Pox, Plague and Purple Legs


We hope you had the most magical of times. We did. We had one of the loveliest Christmas’s I think we’ve ever had. It was full to the brim with smiles, laughter, family, some questionable knock off Amaretto and lot’s and lot’s of love. Before you all start being sick in your mouths from my Clinton-Card worthy gushing, it was also full of pox.

Of course it was. It’s us. Of course there was a dramatic twist thrown in for good measure.

Pox of the ‘chicken’ variety to be specific. Little germ-spreader Squidge decided to bring that delightful gift home from Nursery with him. He also kindly gave it to his best friend… sorry Flynn. Although, both are now happily ‘comparing pox’ as only 3 year olds can do in these situations.

Pox aside, it truly was a great Christmas.

In other news, I have been rubbish at updating this blog. A common theme, and something I intend to rectify! Tis a ‘New Years Resolution’ – and far more likely to be achieved than ‘losing a stone’, particularly as I write this with a bowl of Frazzles next to me… (and now you are also thinking about Frazzles… the bacon bites of happiness, albeit mine are the somewhat cheaper Asda version)
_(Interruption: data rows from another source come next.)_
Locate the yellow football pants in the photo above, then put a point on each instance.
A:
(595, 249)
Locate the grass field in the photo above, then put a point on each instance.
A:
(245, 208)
Since we last spoke, we have been on holiday, which was fabulous. We stayed in a village just outside of Benidorm, which was highly accessible. For the first time, T was able to wheel right on to the beach, which he loved.

The disabled access to the beach was really fantastic. We were able to park his chair up, and then T was able to get onto the beach and sit in the surf… oh, and be buried by Squidge. But that’s what big brothers are for really, to be buried in the sand and whacked repeatedly with a spade.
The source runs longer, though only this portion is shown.